Sure, thanks:
The example comes from this concrete piece of source code: src/contracts/coop_charta.aes · master · Lexon Foundation / Lexon Coop Charta · GitLab
See the readme, on what it is for: README.md · master · Lexon Foundation / Lexon Coop Charta · GitLab
But as an example I think it is generic. The init function duplicates some of the functionality of the entry point create_membership
.
stateful entrypoint create_membership(_member : address, _owned_shares : int) =
let membership = { owned_shares = _owned_shares }
put(state{ membership_map[_member] = membership })
put(state{ total_shares = state.total_shares + state.member_s_initial_number_of_shares })
the part of the init
that duplicates it, in an enforced copy-paste style of programming is:
let founder_s_initial_number_of_shares = _founder_s_initial_number_of_shares
...
{ ...
total_shares = _founder_s_initial_number_of_shares,
...
membership_map = { [founder] = {owned_shares=founder_s_initial_number_of_shares} }
This is very baked in and the preferred way that is impossible because if how init
and the state
record work would be as follows.
Below is a cleaned-up example, so that this thread will not be derailed by inefficiencies in our code that are intended but irrelevant for this discussion.
public stateful entrypoint init(_founder_s_initial_number_of_shares : int, _application_fee : int, _member_s_initial_number_of_shares : int) =
let founder = Call.caller
let director = founder
put (state{ founder = founder,
director = director,
application_fee = _application_fee,
member_s_initial_number_of_shares = _member_s_initial_number_of_shares,
total_shares = 0,
founder_s_initial_number_of_shares = _founder_s_initial_number_of_shares,
application_map = {},
membership_map = {} )
create_membership(founder, founder_s_initial_number_of_shares) }
My main point, again, is that being unable to use certain functions that are stateful in init while not having another constructor that is always executed at contract creation is unduly limiting and will lead to either duplication of code, i.e. avoidable errors, and/or contracts that are deployed and not fully initialized. Which latter will need the added overhead to check that before anything else can be called they reach the fully initialized state, which will clutter the code and add error potential. The validity of this concern can be seen from the optimization where you do not actually store the init code on-chain but throw it away. I am talking about MORE code that should be thrown away, too, because it is only used once in the very beginning. Just it can’t because it had to call stateful functions.
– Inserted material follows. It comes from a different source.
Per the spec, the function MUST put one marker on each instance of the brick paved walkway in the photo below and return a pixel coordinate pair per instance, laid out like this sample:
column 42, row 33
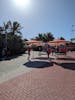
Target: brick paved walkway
column 49, row 83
The example above gets around all that by duplicating functionality of a stateful function. What I lose is the clarity of setting 0 rap {} the initial state. Instead I put stuff right in. This is correct and optimized but less clear than I would prefer. Which also points to this being a design flaw.
I understand that implementation concerns might make my hole point mute. I can imagine how and why the limitation exists. But with these things the intuition would be if I run up against it this way, maybe it is not serving the app programmers well enough staying to close to implementation purity.